Unfortunately the "smart ends" philosophy has broken down in the
face of stupid behaviour by the end systems:

	-- vast amounts of extremely short, parallel TCP sessions
        -- overagressive (broken) TCP implementations which do not
           back off sufficiently in the face of congestion
           (manifested by packets being dropped)
        -- non-TCP protocols that do not back off sufficiently
           in the face of congestion
        -- para-anonymous denials-of-service attacks (direct or
           implosive bottleneck-flooding)
        -- inefficient and expensive transactions when equivalent
           transactions may be performed less expensively
           (e.g., talking to WWW servers in the Seychelles when
           the content is mirrored in a nearby caching hierarchy)
        -- lack of adaptability to changes in network topology

moreover, the ends have been asking for an extension of the
service model offered by the middle, and there is no means of
offering the sorts of models that people like Van Jacobson
proposes with his Premium Service, or Dave Clark proposes with
his Assured Service.

I find it ironic that the people who invented the "stupid middle"
model, and who deployed the first several instances of it are
proponents of a scheme in which a reservations manager is a requirement
and policing and shaping traffic, and applying intelligent queueing
disciplines, is essential.

Although an "intelligent middle" with a policing scheme that 
rewards congestion avoiding transmitters and penalizes others
preserves TCP behaviour as the stability mechanism for the
Internet in terms of response to changing traffic patterns,
it does nothing to address the last three points.

Modern NATs (meaning a combination NAT, ALG and intrusive cache) 
address these issues now.   They are imperfect, but work sufficiently
well that they are widely deployed to absorb most of the shock
of renumbering hosts, reducing link utilization by directing
WWW queries to a local cache, and by requiring that outgoing packets
are stamped with a valid source address.

That you don't like them is largely a religious issue.
Hopefully your religion does not blind you to their widespread
deployment and perceived utility to network administrators.

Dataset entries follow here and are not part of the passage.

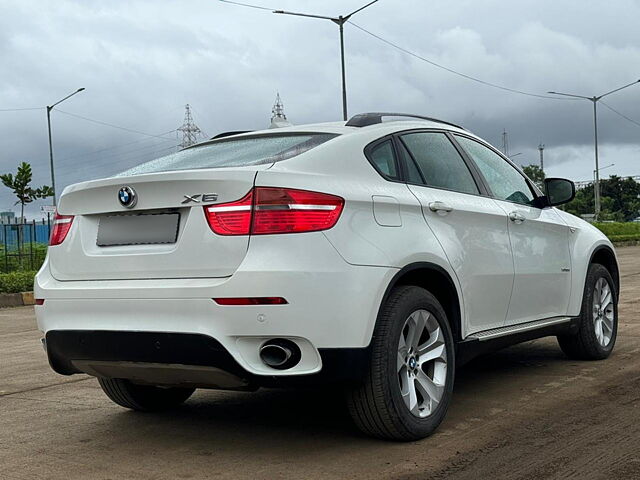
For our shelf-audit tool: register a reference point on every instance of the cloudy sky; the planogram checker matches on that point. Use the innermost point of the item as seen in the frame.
(142, 61)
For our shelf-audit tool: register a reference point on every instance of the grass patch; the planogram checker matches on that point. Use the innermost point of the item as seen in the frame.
(620, 231)
(16, 282)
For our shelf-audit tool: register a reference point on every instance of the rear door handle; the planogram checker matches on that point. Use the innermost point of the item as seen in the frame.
(516, 217)
(440, 207)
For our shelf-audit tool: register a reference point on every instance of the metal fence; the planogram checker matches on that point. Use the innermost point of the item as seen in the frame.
(24, 244)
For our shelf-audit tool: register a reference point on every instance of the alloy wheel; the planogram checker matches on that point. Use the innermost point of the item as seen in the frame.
(422, 363)
(603, 311)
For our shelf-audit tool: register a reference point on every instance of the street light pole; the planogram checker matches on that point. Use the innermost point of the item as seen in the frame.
(49, 108)
(344, 75)
(595, 100)
(340, 21)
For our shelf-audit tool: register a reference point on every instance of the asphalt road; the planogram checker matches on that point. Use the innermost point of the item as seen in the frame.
(523, 412)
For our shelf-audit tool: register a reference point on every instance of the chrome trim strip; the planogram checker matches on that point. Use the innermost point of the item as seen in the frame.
(512, 329)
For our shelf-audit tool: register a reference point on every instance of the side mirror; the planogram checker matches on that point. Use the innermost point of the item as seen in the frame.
(559, 191)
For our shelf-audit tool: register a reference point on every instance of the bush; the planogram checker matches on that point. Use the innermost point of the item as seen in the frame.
(16, 282)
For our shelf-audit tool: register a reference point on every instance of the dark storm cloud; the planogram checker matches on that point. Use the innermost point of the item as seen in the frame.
(141, 61)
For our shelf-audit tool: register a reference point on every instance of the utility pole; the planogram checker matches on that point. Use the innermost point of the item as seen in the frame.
(49, 109)
(505, 142)
(595, 100)
(278, 118)
(189, 129)
(340, 21)
(541, 149)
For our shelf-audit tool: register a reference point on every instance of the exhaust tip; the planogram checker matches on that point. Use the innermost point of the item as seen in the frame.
(280, 354)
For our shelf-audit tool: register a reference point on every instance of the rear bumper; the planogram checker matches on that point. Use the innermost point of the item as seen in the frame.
(139, 354)
(332, 306)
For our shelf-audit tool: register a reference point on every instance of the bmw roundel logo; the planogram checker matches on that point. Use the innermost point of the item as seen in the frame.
(127, 197)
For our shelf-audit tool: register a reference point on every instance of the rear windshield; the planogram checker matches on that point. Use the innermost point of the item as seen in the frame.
(241, 152)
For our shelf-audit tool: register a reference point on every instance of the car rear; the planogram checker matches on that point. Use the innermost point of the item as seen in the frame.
(186, 270)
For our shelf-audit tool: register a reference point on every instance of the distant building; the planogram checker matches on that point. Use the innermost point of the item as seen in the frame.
(278, 118)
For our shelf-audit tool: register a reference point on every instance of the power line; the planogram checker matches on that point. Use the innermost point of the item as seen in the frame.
(109, 124)
(450, 70)
(621, 114)
(247, 5)
(95, 152)
(20, 109)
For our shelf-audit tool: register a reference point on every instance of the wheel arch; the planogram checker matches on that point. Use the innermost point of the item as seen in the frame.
(438, 282)
(605, 256)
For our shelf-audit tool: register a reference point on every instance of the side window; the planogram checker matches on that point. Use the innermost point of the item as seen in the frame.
(505, 182)
(439, 162)
(383, 159)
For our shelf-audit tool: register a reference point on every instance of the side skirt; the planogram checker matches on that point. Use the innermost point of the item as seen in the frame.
(495, 339)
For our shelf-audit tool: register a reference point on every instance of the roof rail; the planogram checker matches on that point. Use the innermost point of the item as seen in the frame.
(228, 134)
(371, 118)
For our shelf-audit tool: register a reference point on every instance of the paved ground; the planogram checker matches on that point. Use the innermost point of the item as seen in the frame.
(524, 412)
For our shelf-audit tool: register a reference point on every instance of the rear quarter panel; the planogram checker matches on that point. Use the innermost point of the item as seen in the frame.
(584, 241)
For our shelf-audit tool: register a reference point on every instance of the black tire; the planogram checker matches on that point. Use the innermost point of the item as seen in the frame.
(584, 344)
(376, 404)
(145, 398)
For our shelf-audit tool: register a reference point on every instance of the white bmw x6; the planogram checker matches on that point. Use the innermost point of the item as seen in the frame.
(373, 255)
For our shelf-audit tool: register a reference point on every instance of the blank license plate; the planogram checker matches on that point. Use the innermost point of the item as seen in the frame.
(138, 229)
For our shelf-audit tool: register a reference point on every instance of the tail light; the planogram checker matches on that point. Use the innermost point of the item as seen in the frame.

| with particular emphasis on the middle
| just moving the bits correctly, and not trying to second-guess the
| applications (server and client) on the ends. You can imagine what happens
| when a second-guessing middle guesses wrong...

We can see now what happens when a misbehaving end system makes
portions of the Internet unusable for others.   There is no fairness
whatsoever in a pure "stupid middle" argument.

	Sean.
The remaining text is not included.